These notebooks are based on the FastAI v3 part 1 course. http://www.fast.ai
To get a better understanding of the notebooks. I try as much as I can to apply these notebooks to different datasets. Sometimes by joining a Kaggle competitions sometimes by searching on https://toolbox.google.com/datasetsearch. Here are some of my efforts.
You can run all these examples directly on Google Colab.
Lesson 1: I made a classifier to determine if a specific paintings is from Rembrandt, Van Gogh, Leonardo of Vermeer.
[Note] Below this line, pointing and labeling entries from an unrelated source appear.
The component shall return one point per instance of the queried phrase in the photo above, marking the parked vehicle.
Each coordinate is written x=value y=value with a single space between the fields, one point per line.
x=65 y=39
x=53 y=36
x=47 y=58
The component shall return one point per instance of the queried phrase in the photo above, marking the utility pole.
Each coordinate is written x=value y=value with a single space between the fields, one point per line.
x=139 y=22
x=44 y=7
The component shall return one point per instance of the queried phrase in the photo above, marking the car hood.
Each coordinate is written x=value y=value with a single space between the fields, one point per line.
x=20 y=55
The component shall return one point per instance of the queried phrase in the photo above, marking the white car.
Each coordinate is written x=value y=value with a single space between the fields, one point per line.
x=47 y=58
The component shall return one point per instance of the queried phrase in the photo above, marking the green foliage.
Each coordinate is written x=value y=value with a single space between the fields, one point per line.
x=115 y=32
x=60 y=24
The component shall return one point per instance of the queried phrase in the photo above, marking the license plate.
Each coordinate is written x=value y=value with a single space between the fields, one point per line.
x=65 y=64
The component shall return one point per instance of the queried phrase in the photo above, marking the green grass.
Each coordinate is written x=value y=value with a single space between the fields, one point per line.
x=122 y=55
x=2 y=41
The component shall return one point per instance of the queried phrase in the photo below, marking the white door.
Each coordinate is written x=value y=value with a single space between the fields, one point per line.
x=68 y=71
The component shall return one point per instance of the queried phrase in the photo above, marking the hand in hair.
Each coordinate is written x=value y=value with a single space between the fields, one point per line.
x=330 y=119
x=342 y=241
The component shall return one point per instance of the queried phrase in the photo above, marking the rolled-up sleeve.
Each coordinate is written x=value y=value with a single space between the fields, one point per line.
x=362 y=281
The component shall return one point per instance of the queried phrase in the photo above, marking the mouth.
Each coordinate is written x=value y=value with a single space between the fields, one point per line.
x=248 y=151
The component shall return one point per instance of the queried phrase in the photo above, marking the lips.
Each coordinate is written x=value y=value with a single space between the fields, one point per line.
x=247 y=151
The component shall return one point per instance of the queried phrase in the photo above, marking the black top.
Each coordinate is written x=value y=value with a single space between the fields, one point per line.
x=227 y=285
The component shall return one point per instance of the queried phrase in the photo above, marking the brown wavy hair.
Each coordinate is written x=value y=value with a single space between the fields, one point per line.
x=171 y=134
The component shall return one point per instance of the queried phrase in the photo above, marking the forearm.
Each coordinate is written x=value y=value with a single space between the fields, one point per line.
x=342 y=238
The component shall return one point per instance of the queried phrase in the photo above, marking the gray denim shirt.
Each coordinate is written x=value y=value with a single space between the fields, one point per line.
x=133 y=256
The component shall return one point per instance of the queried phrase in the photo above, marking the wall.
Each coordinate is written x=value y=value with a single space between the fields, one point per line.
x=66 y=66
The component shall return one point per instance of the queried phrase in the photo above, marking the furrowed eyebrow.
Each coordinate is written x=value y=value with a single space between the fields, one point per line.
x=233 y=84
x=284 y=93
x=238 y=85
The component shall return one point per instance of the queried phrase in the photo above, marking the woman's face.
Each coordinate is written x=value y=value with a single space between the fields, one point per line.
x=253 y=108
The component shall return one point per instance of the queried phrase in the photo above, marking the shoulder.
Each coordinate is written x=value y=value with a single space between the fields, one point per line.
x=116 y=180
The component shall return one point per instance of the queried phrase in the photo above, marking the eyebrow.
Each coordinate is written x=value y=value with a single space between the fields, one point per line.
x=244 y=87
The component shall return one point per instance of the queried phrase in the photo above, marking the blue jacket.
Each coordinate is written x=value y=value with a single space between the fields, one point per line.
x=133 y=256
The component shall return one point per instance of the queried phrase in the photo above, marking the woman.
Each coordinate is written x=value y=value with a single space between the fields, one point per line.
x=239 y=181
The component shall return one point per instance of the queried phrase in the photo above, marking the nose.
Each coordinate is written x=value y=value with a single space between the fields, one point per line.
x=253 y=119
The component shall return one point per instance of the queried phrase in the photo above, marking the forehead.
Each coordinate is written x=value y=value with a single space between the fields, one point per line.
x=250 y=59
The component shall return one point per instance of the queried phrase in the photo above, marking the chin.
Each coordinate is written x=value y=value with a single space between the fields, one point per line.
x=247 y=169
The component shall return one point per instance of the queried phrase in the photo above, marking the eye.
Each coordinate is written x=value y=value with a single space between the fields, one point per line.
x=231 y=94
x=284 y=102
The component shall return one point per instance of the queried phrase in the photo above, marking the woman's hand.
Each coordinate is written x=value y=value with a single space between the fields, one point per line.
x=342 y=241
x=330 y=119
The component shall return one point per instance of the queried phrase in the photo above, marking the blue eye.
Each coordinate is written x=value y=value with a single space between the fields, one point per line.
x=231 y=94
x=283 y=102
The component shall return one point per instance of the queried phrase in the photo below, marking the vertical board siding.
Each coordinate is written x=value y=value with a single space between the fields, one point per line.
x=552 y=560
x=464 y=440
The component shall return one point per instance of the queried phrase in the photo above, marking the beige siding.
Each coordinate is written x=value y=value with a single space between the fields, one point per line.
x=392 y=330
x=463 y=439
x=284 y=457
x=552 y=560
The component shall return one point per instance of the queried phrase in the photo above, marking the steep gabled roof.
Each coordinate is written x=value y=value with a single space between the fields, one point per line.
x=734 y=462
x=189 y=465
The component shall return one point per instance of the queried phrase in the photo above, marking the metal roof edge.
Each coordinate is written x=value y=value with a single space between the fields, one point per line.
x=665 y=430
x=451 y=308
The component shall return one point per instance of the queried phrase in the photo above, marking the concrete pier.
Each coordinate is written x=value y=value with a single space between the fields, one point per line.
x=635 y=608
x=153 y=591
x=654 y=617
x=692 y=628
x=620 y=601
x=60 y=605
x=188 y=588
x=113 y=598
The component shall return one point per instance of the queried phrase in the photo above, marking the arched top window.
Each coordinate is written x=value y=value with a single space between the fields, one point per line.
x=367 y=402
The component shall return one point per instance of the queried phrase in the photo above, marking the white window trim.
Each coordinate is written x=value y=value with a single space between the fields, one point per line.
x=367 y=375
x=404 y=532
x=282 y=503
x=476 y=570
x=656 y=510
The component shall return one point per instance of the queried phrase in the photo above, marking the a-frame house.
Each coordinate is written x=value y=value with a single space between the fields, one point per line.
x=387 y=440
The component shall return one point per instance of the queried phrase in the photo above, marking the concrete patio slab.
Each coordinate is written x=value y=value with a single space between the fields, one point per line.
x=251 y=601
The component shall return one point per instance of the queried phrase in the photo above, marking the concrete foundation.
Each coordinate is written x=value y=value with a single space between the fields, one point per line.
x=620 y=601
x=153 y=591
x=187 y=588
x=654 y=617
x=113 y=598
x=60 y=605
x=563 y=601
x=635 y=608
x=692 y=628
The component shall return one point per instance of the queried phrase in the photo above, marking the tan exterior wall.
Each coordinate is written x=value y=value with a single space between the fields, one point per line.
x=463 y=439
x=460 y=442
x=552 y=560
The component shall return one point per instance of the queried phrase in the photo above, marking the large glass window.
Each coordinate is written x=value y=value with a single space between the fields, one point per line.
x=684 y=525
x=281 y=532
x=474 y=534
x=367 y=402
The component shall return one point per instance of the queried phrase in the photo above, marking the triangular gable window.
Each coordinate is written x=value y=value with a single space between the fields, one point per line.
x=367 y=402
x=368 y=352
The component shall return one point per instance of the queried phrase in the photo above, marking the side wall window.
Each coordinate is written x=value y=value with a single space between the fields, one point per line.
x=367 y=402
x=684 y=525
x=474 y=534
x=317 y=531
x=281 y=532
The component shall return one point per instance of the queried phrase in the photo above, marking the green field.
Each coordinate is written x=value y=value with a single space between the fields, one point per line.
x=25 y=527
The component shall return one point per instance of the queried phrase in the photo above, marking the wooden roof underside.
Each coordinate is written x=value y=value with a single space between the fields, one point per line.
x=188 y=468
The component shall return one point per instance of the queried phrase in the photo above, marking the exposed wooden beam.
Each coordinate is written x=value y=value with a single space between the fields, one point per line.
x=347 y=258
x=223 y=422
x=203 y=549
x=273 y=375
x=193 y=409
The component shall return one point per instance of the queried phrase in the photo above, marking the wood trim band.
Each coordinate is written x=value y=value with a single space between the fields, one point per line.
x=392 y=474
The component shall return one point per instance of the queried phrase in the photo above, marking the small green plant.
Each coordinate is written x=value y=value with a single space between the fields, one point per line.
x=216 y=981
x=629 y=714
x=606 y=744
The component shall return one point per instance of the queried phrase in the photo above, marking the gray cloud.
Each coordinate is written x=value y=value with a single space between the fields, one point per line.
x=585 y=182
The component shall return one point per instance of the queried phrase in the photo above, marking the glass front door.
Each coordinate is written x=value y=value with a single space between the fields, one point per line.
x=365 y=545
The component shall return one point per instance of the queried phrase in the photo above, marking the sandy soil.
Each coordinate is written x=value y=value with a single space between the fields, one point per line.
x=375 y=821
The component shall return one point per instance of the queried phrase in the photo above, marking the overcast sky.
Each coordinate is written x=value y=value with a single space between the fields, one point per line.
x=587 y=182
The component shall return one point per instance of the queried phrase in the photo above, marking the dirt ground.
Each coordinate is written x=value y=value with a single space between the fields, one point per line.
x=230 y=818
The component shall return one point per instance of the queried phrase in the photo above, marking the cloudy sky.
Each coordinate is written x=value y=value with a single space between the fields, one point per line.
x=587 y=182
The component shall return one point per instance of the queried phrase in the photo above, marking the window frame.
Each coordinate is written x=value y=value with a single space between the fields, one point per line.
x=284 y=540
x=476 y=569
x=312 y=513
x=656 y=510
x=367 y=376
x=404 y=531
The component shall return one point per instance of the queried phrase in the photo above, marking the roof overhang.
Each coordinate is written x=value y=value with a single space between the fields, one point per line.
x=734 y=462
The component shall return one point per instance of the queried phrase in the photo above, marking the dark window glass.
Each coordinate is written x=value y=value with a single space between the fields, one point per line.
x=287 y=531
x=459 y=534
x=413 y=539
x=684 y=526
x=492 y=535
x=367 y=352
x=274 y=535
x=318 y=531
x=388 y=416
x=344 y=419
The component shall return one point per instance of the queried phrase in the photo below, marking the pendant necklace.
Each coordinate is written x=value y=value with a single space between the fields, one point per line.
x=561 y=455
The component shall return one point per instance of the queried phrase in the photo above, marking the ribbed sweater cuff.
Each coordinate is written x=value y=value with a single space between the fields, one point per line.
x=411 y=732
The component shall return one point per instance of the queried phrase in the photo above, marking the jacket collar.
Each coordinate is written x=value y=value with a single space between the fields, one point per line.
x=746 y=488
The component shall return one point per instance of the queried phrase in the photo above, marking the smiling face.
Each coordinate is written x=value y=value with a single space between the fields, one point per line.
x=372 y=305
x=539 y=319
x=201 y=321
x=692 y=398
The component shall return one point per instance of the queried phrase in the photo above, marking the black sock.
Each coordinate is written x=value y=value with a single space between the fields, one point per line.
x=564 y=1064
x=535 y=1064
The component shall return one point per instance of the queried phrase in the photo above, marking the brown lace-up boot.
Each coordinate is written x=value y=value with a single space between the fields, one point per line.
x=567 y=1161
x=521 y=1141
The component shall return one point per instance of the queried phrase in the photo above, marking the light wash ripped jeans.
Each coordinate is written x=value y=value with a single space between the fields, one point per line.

Lesson 3: This time I built a NLP application to classify if a SMS message is Ham or Spam. Thanks to this Kaggle Dataset (https://www.kaggle.com/uciml/sms-spam-collection-dataset)
Lesson 4: When you start with machine learning on Kaggle the challenge is to built your first model on the Titanic dataset https://www.kaggle.com/c/titanic. You have to predict which passengers survived. A Neural Networks didn’t give me the best results, but it was a nice exercise to play with the tabular notebook.
Lesson 5: This is a copy of a Kaggle Notebook https://www.kaggle.com/aakashns/pytorch-basics-linear-regression-from-scratch to get a better understanding of the pytorch basics (Loss, gradient descent, backpropagation), by building a linear regression model on a really simple dataset.